The association of sepsis with comorbidities is intuitive to understand, as many comorbidities will have a direct or indirect effect on host defence (e.g., neutropenia in cancer patients receiving chemotherapy, poor cough and protective respiratory reflexes in a child with severe neuromuscular disease).

It is noteworthy that the rates of chronic conditions in the paediatric populations in the developed world are rising year on year.[43]

younger age (especially neonates)

In general, the risk of sepsis in children decreases with increasing age. Data from 1995 showed that the incidence of 'severe sepsis' in infants (age <1 year) was about 10 times greater than the incidence in children of all ages combined (5.16 cases per 1000 population per year versus 0.56 cases per 1000 population per year). The high rate of sepsis in infants was mainly due to the high incidence of neonatal 'severe sepsis' cases.[14]

The higher incidence of sepsis in this age group is due to multiple factors, including immaturity of cellular and humoral immunity, and poor integrity of natural barriers such as mucosal surfaces.[45]

The increased risk of sepsis in neonates is exacerbated by prematurity. Compared with term infants, all preterm infants are at greater risk of sepsis, including nosocomial sepsis.[45] The risk increases with the degree of prematurity,[46] with very low birth weight posing a significant risk.[15]

perinatal risk factors for infection (neonates)

The following risk factors related to birth are associated with an increased risk of neonatal sepsis:[47][48] maternal factors such as maternal fever, prolonged rupture of membranes (>18 hours), maternal carriage of group B streptococci, and chorioamnionitis; fetal factors include fetal distress and poor 5-minute Apgar score (i.e., ≤6).

healthcare-associated factors (neonates)

Preterm infants in the intensive care unit are exposed to greater risk of late onset sepsis through various healthcare-associated interventions, many of which breach natural barriers (e.g., indwelling vascular catheters).

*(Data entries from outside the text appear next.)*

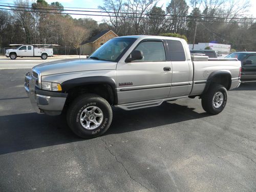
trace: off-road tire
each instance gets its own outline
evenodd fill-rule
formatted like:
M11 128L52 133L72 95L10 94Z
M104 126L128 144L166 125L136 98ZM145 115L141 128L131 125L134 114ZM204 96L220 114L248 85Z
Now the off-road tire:
M11 53L9 56L11 59L16 59L17 58L17 55L15 53Z
M88 130L83 127L80 116L83 110L90 106L99 108L103 114L102 121L96 129ZM109 102L102 97L94 94L84 94L77 97L71 103L67 112L67 120L71 130L83 138L90 138L103 134L112 121L112 109Z
M41 55L41 58L42 59L46 59L48 57L48 55L46 53L43 53L42 54L42 55Z
M218 93L221 93L223 96L223 102L219 107L215 106L214 97ZM220 93L220 95L221 94ZM202 97L202 106L207 113L212 115L217 115L221 112L227 103L227 90L221 84L212 83L209 88L207 92Z

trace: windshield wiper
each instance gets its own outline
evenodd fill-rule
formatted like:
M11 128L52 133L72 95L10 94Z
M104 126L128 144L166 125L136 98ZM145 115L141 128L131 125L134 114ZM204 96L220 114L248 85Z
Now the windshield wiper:
M99 58L97 57L90 57L89 58L93 59L99 60Z

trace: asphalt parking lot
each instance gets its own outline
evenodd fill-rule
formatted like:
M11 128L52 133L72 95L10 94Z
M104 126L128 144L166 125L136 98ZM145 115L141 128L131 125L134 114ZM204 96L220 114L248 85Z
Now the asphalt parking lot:
M83 140L34 112L27 71L0 70L0 191L256 191L256 82L216 116L197 98L114 109L107 133Z

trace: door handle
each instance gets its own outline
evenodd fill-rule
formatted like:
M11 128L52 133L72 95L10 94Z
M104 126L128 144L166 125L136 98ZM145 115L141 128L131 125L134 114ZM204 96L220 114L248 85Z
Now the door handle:
M163 68L163 70L164 71L170 71L170 68L169 67L165 67Z

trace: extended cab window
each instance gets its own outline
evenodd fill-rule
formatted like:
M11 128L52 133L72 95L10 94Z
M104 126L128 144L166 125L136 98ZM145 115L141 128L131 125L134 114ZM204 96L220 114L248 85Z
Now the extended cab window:
M240 61L242 61L246 56L246 54L244 53L233 53L228 55L226 58L236 58Z
M172 61L184 61L186 60L183 46L178 40L167 40Z
M249 56L249 57L248 57L246 60L251 60L252 61L252 65L253 65L253 66L256 66L256 55ZM250 65L248 65L247 66L250 67Z
M135 50L141 51L143 58L136 61L164 61L166 60L165 50L162 41L144 41L141 42Z
M22 46L19 49L19 50L27 50L27 47Z

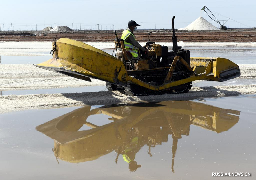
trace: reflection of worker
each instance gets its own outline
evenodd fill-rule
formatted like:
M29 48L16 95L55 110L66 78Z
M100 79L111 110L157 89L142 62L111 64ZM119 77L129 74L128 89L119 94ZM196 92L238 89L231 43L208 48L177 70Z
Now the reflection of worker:
M135 149L137 148L138 145L138 138L135 137L128 145L125 146L124 153L123 154L124 161L129 164L129 169L130 171L135 171L138 168L141 167L141 165L138 165L137 162L134 161L137 153Z
M123 31L123 34L121 38L124 41L124 46L129 52L131 53L131 56L128 56L128 57L132 59L138 59L138 49L140 52L148 52L147 49L143 48L137 42L135 39L135 36L133 32L136 30L137 26L140 26L140 25L137 24L134 21L130 21L128 23L128 28L127 29ZM129 54L129 53L128 54ZM130 56L130 57L129 57Z

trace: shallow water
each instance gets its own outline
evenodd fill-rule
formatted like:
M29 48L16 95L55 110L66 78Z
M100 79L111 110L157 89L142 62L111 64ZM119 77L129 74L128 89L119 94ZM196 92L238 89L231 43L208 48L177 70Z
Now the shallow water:
M239 95L0 114L1 179L211 179L212 172L248 172L251 177L239 177L254 179L255 100Z
M256 48L253 47L225 46L220 48L220 47L207 46L184 48L184 49L190 51L191 57L223 57L228 59L237 64L256 64ZM172 50L171 47L168 48L169 51ZM101 50L111 55L113 52L112 49ZM33 51L30 52L35 53ZM45 56L1 56L1 63L37 64L46 61L52 57L46 52L43 54ZM114 52L114 55L115 54Z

The most significant of these are parenteral nutrition, mechanical ventilation, chronic central venous access, and use of vascular catheters (arterial, central venous, or peripheral).[49]

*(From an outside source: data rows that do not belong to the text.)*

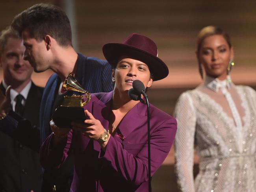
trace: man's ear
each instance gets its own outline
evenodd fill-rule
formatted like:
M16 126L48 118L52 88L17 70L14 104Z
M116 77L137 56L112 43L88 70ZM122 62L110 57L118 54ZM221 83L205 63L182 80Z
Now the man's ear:
M0 66L2 67L2 54L0 54Z
M153 82L153 79L149 79L149 81L148 81L148 85L147 86L147 87L151 87L151 85L152 85L152 83Z
M115 80L115 69L113 69L112 70L112 81L114 81Z
M52 46L52 37L48 35L47 35L45 37L44 40L45 42L46 48L47 51L48 51L51 48L51 46Z

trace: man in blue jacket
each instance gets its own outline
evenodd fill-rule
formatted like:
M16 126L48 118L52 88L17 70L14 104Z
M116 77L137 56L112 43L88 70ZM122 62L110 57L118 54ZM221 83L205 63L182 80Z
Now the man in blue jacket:
M11 27L22 36L26 47L24 59L35 71L50 68L56 73L46 85L40 107L41 137L43 142L52 132L49 122L63 100L65 94L60 91L62 82L70 72L75 73L77 81L89 92L108 92L113 89L111 67L105 61L76 52L69 18L57 6L35 5L17 15ZM74 165L71 157L60 168L45 170L42 191L69 191Z

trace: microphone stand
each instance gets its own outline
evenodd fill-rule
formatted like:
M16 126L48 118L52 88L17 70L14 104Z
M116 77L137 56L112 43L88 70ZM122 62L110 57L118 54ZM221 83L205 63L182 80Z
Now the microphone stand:
M139 100L143 104L147 104L147 122L148 122L148 192L151 192L151 157L150 157L150 107L149 102L148 99L148 96L147 95L146 93L144 90L141 91L141 93L143 95L144 97L146 99L146 102L145 102L141 98L140 98Z

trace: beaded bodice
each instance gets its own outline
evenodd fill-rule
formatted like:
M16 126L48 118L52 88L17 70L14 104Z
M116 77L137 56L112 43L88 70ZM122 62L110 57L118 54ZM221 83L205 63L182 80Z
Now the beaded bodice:
M186 192L256 191L256 93L231 85L228 90L241 118L237 126L226 98L205 85L182 94L174 116L178 184ZM195 181L194 148L200 157Z

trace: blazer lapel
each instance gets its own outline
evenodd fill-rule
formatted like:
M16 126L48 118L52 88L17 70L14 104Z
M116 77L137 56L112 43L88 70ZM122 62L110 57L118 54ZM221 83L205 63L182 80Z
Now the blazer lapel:
M30 120L32 125L39 126L39 114L41 97L37 93L36 87L32 82L25 105L24 117Z
M124 139L134 129L141 126L147 120L147 105L139 102L124 117L118 128ZM147 129L145 131L147 131Z
M101 99L98 102L93 102L92 106L92 113L94 118L99 120L103 127L107 131L108 130L108 115L111 110L113 91L106 93ZM93 141L93 148L98 151L100 150L100 146L96 140Z

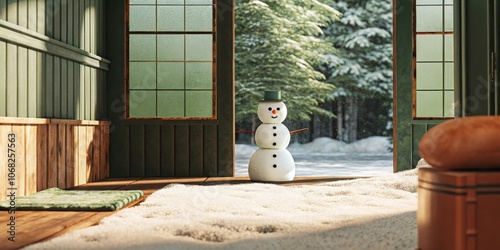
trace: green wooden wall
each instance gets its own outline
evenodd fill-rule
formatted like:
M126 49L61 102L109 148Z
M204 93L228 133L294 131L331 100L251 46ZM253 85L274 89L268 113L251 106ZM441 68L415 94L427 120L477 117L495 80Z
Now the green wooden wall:
M100 0L0 0L0 116L105 118Z
M217 1L217 120L128 120L126 1L107 1L111 177L232 176L234 173L233 1Z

recent surgery or other invasive procedures

Risk of sepsis is high in children following surgery or other invasive procedures.[50]

breached skin integrity

Risk of sepsis is higher in children with any breach of skin integrity (e.g., cuts, burns, blisters, or skin infection).[50]

weak

male sex

The incidence of sepsis is significantly higher in boys than girls. This effect is seen most robustly in very young children, particularly in children aged under 1 year (infants), where the incidence of 'severe sepsis' in male infants was 1.3 times higher than in female infants.[14]

The reasons for this sex difference are not clear, but the phenomenon is consistent with previous studies demonstrating worse broader clinical outcomes for male sex in premature infants.[44]